Glaubt man einer TV-Werbung, gibt es 99 Arten von Kopfschmerzen. Es kann vielerlei Gründe haben, so dass es manchmal schwer ist auf Anhieb gleich die Ursache zu finden. Meist hat der Patient schon eine Odyssee hinter sich, bis er den Weg in die Naturheilpraxis findet.

Kommt ein Patient mit dieser Symptomatik in meine Praxis, mache ich zunächst eine ausführliche Anamnese, sowie eine Untersuchung des Bewegungsapparates  um eventuelle Ursachen herauszufinden.

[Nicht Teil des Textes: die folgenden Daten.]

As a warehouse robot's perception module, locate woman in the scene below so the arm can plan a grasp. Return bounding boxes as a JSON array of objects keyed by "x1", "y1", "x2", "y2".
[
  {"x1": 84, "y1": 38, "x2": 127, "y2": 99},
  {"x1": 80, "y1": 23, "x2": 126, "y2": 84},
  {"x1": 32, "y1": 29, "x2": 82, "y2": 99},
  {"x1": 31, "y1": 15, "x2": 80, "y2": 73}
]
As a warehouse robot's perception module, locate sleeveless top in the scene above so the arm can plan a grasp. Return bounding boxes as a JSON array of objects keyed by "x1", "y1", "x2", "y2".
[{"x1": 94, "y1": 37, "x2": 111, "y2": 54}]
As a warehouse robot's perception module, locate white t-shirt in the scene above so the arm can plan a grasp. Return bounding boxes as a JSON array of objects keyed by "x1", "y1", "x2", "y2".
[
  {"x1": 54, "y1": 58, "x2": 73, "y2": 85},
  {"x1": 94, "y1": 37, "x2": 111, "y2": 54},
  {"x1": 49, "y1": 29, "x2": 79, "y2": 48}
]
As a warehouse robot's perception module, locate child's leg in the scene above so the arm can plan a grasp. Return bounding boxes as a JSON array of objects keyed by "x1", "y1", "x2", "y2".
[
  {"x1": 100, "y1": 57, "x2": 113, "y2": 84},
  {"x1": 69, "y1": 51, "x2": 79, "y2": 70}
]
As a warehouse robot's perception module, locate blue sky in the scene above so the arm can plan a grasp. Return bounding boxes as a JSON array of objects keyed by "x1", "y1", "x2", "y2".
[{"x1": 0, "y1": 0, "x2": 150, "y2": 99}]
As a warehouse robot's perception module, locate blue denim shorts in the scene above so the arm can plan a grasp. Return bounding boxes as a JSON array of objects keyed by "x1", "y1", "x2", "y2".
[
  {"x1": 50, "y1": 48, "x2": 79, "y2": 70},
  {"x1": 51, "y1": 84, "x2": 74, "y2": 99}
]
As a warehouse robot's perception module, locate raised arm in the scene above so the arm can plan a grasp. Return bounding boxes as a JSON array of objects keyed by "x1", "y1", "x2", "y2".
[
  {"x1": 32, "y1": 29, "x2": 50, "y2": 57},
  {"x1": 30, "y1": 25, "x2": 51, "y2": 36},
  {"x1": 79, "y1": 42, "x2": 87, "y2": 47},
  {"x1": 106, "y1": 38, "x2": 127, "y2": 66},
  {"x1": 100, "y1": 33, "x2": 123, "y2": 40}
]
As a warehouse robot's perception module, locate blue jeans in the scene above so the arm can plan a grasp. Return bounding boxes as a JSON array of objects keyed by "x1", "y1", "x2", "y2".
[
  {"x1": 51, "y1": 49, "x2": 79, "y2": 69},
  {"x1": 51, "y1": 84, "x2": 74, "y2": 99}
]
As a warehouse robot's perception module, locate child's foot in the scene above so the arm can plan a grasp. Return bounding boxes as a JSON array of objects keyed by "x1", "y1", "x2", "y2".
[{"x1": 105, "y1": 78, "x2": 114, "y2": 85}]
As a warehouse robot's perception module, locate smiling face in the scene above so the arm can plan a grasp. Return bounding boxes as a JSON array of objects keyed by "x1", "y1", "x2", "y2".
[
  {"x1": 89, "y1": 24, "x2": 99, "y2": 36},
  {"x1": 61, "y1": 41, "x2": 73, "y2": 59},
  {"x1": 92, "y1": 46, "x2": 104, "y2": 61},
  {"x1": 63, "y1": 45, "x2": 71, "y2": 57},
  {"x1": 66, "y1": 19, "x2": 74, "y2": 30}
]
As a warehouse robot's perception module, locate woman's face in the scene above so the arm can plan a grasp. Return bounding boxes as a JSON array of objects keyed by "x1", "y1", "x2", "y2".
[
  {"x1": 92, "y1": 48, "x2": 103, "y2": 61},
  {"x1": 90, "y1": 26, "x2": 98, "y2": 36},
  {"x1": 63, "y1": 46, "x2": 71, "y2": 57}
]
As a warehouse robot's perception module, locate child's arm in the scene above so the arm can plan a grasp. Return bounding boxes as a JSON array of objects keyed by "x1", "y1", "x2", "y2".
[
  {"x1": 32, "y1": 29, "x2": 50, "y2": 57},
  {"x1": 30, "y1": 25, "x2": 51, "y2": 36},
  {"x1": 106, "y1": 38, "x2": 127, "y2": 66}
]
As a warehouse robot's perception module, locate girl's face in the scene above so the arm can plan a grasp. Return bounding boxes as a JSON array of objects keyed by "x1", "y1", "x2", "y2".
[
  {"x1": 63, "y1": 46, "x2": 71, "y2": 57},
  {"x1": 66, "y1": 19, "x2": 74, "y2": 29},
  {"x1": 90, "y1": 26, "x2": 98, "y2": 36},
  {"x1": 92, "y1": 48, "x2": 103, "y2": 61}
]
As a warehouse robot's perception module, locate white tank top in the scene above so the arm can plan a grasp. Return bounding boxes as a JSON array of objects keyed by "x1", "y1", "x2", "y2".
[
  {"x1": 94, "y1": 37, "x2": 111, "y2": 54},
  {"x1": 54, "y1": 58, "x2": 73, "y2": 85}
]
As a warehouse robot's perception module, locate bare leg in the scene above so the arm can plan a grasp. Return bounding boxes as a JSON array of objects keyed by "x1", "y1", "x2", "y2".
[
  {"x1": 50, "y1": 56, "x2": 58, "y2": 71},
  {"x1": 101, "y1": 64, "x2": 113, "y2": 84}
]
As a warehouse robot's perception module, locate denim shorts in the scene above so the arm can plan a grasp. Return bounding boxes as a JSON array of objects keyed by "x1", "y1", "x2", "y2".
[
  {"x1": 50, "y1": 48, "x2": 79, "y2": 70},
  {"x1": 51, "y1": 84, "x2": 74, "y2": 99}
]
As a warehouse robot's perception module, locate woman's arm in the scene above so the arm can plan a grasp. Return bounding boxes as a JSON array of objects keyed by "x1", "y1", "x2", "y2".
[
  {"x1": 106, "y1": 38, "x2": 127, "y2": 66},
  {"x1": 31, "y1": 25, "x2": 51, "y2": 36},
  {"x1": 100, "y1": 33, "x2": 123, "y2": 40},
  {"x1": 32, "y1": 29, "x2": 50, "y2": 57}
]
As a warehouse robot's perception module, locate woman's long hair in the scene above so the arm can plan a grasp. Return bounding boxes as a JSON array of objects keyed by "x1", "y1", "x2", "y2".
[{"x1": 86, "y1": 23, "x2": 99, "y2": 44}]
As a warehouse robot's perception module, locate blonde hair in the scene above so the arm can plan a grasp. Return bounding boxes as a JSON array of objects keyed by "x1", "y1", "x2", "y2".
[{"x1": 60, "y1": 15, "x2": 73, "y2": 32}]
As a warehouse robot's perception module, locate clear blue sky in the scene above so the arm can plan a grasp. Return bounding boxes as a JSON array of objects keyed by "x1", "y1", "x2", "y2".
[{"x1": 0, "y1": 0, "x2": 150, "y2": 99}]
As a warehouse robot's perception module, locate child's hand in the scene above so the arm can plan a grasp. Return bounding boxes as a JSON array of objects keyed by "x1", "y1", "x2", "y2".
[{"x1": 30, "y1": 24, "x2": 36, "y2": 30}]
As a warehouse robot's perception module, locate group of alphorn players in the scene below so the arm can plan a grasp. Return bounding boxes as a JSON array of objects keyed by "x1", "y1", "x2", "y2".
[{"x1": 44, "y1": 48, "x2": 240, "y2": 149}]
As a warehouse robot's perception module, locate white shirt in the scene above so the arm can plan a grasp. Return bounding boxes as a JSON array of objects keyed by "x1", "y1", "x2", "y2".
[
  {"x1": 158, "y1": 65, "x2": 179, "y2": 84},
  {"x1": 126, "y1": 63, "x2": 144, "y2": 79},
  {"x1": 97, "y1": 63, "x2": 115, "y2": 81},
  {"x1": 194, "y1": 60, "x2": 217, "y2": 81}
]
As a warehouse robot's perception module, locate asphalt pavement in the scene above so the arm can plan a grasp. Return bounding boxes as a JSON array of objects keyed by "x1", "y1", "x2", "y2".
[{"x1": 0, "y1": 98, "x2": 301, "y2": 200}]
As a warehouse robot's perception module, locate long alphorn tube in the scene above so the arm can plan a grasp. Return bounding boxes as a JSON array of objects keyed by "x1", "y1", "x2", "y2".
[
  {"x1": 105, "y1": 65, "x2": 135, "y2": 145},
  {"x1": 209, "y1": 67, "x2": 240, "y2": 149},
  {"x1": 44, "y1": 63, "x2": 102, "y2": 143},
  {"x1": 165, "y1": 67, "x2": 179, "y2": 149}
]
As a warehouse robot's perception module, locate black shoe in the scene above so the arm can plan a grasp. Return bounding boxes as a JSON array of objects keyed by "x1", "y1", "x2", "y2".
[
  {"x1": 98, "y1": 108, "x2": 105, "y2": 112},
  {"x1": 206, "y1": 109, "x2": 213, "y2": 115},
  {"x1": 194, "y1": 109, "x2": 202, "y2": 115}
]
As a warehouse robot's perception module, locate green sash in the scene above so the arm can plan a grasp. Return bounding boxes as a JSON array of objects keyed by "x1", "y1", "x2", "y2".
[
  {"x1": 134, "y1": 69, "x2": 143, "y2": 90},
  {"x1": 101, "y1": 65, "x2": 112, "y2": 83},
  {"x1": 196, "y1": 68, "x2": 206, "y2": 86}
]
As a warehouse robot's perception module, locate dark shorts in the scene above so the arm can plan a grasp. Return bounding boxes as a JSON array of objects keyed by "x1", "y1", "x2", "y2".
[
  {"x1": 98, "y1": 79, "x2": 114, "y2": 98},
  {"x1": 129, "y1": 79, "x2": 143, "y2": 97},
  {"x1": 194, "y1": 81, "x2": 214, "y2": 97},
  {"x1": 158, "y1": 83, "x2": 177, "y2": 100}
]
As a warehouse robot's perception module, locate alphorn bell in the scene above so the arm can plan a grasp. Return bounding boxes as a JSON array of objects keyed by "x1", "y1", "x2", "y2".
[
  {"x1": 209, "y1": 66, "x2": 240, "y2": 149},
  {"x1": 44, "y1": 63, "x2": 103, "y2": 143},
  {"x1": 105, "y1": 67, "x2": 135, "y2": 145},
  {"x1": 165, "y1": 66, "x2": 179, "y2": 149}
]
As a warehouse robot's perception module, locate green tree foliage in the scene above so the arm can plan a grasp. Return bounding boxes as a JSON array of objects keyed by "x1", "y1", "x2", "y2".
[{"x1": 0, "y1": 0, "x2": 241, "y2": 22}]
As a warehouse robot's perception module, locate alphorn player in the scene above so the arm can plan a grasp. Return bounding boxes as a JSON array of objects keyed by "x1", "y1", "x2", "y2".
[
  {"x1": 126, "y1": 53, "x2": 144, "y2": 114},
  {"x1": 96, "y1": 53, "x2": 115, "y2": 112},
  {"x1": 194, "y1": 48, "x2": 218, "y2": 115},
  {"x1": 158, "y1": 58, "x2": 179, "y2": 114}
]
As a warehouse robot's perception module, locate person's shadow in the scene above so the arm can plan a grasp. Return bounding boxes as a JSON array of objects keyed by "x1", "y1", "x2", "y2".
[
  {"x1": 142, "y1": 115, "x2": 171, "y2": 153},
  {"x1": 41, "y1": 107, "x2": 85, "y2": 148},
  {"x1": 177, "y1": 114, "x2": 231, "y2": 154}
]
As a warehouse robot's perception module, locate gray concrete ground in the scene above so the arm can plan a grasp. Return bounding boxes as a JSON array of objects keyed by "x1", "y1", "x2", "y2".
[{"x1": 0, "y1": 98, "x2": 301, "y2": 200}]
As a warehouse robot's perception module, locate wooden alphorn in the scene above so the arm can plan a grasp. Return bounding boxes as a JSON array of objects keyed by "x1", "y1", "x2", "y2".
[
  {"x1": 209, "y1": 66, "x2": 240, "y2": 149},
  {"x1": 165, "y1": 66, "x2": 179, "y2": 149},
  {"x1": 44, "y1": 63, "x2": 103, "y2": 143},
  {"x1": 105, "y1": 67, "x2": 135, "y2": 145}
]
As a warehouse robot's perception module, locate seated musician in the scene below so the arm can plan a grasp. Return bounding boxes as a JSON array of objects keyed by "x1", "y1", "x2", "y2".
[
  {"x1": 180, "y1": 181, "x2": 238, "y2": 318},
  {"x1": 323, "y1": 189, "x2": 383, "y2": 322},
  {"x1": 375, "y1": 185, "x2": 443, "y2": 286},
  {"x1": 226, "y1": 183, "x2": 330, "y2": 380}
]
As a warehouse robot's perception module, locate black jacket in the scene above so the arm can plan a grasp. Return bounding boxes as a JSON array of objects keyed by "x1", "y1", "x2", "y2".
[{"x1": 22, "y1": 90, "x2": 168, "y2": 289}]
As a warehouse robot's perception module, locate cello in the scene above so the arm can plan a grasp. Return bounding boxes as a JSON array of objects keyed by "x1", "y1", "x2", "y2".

Zusätzlich werden fachärztliche Untersuchungen veranlasst, sofern dies nicht schon erfolgt ist. Es gilt ja immer die Ursache für die Beschwerden heraus zu finden.

Vorhandene Wirbelfehlstellungen, Muskelverspannungen am Kopf, Kiefer oder Nacken können eine Ursache darstellen und werden sanft mit der Dornmethode, Craniosacraler Osteopathie oder speziellen Muskelbehandlungen, die den Kiefer beeinflussen, behandelt.  Es kann z.B. ein Patient einen Beckenschiefstand haben, der sich nach Jahren als Kopfschmerzen manifestiert. Becken und Kopf stehen in engem Zusammenhang. Oder der Betroffene hatte vor Jahren einen Unfall. Dies stellt für den Körper eine extreme Situation dar, in der viele Stresshormone freigesetzt werden. Kann der Körper diese aber nicht wieder schnell genug abbauen, weil er z.B. durch einen Beinbruch oder innere Verletzungen ans Krankenbett gefesselt ist, bleibt dem Gewebe nichts anderes übrig, als diese freigesetzten Hormone irgendwo im Körper abzuspeichern. Das kann widerrum zu Verspannungen, Verhärtungen und Verklebungen in Organen oder Muskeln führen. Diese Traumen kann man sanft mit der Craniosacralen Osteopathie auflösen.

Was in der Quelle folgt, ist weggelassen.